Important changes to hardship waiver applications
The government announced probably the most important change in immigration procedures in the last 10 years: It has proposed that I-601 hardship waiver applications for unlawful presence can be processed while you are still in the United States. This changes the application process for all those who would need a hardship waiver and who live in the U.S.
You need a hardship waiver for unlawful presence in many cases, for example when you entered the United States without inspection and later married an U.S. citizen. If you stayed unlawfully for more than one year, you will not be able to process for legal papers unless you either spend 10 years outside of the U.S. or you claim extreme and unusual hardship to your American spouse.

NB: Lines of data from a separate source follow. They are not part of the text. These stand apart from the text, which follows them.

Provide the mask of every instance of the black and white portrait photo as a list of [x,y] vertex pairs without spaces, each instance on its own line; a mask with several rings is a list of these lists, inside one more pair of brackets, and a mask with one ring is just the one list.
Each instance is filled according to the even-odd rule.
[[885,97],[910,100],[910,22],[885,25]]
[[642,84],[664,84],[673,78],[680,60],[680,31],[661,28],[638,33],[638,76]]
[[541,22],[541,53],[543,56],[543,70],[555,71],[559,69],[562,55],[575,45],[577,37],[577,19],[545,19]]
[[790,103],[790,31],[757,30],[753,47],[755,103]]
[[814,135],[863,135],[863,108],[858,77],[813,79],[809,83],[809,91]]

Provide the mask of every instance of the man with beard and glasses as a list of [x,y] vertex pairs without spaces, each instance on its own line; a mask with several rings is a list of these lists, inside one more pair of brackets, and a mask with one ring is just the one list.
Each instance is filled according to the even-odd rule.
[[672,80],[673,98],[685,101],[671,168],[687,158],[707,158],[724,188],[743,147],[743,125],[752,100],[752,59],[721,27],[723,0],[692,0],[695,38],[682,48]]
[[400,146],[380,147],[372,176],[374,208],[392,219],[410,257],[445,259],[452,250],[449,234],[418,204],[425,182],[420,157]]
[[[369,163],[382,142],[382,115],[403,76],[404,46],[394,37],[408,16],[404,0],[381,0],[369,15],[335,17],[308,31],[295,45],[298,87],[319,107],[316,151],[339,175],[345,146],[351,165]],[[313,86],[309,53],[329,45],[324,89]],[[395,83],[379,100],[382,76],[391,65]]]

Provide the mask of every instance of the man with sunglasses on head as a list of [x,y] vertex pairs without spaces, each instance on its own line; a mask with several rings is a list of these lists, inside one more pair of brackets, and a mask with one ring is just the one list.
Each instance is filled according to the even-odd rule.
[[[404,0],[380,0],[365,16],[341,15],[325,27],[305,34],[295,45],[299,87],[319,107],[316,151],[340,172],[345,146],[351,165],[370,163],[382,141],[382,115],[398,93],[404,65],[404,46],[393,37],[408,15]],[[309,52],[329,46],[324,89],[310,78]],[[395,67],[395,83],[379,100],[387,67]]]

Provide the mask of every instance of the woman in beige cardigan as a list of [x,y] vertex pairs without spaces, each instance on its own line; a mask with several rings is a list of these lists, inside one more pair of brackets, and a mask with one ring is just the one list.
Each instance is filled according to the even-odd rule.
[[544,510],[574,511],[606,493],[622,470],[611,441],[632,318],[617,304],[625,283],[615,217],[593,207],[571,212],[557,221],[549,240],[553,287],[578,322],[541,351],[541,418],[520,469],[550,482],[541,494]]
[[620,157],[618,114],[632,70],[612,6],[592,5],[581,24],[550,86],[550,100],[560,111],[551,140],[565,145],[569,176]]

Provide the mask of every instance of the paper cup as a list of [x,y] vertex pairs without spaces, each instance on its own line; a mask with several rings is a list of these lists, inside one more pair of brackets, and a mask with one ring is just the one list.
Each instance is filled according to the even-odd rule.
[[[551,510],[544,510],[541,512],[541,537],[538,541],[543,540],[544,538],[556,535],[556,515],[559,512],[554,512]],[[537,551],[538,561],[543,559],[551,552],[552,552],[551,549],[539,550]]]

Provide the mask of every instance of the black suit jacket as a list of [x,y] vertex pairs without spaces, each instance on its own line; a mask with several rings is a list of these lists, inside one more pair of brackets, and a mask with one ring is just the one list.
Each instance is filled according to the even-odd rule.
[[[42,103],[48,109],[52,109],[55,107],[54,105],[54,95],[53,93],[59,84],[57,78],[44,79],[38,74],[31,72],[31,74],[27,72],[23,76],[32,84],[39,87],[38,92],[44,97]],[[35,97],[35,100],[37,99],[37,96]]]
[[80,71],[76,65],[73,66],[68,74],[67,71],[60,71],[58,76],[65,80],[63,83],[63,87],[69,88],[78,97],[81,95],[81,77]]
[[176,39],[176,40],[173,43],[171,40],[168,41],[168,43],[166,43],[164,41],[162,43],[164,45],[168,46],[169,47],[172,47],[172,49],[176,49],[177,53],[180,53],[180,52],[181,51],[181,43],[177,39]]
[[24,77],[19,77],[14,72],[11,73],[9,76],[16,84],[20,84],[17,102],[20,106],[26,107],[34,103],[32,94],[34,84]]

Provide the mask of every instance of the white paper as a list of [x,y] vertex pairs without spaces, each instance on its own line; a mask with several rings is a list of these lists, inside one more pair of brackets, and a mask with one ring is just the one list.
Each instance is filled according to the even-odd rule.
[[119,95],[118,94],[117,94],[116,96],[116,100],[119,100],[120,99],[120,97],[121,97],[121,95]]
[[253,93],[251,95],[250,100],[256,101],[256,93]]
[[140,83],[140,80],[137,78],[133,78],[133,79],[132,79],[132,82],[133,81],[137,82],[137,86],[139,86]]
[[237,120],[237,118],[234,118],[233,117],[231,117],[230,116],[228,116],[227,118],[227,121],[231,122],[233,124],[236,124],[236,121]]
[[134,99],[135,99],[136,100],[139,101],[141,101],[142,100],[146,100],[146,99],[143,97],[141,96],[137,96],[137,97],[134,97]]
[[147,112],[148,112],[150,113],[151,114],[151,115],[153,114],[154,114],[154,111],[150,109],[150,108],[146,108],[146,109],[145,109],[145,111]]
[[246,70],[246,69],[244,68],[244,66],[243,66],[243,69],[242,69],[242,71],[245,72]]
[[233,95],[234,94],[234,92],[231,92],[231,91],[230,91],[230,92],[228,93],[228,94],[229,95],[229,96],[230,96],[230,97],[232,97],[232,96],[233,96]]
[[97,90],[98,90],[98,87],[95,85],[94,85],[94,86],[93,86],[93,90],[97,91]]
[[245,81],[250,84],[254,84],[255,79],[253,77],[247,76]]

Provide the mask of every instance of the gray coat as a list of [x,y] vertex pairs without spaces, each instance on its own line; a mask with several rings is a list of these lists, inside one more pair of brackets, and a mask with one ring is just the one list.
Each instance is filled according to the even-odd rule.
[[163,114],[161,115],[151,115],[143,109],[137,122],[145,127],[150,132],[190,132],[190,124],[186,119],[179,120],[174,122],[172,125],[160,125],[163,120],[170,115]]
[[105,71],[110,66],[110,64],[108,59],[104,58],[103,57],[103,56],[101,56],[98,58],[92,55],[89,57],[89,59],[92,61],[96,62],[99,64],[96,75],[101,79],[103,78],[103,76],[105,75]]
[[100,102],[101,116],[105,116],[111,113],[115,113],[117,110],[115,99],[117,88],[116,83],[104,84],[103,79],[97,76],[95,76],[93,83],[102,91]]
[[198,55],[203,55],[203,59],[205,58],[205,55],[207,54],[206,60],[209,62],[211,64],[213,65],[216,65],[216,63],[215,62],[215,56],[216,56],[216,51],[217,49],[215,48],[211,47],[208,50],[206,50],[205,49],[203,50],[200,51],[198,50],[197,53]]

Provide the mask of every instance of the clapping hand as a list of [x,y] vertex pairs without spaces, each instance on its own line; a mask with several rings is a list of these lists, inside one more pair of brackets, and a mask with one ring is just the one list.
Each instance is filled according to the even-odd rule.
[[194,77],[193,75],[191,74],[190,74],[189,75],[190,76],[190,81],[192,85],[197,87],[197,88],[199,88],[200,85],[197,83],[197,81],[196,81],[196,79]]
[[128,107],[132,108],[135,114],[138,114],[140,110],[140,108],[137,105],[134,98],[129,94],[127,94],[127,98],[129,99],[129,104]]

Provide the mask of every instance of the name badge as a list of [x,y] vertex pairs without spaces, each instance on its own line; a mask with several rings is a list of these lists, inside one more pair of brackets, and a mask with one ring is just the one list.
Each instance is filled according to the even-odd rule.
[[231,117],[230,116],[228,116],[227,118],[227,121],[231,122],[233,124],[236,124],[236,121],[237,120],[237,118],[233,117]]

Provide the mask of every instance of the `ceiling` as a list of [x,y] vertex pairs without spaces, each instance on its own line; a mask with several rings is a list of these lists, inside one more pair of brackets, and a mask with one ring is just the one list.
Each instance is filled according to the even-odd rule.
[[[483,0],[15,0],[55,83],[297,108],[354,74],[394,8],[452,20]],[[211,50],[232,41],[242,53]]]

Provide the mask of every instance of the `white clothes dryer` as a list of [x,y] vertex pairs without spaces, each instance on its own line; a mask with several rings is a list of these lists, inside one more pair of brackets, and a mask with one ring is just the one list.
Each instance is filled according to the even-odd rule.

Those waiver applications were processed only after an application was filed after personally appearing in a consulate, such as in Ciudad Juarez, Mexico. So you had to leave the U.S., triggering the 10 year re-entry bar. If the waiver application was denied, you would not be allowed to return to the U.S. for 10 years.
Now, under new proposal, a provisionary decision will be made upon your hardship waiver before you leave the U.S. and thus before you trigger the 10-year bar.
Hardship waiver applications are successful in about 50% of the cases, but much less when made without the help of a licensed attorney. If you consider such an application, give us a call!
Remember, the law has not been changed yet, but it is likely the new rule will become effective at the end of the year.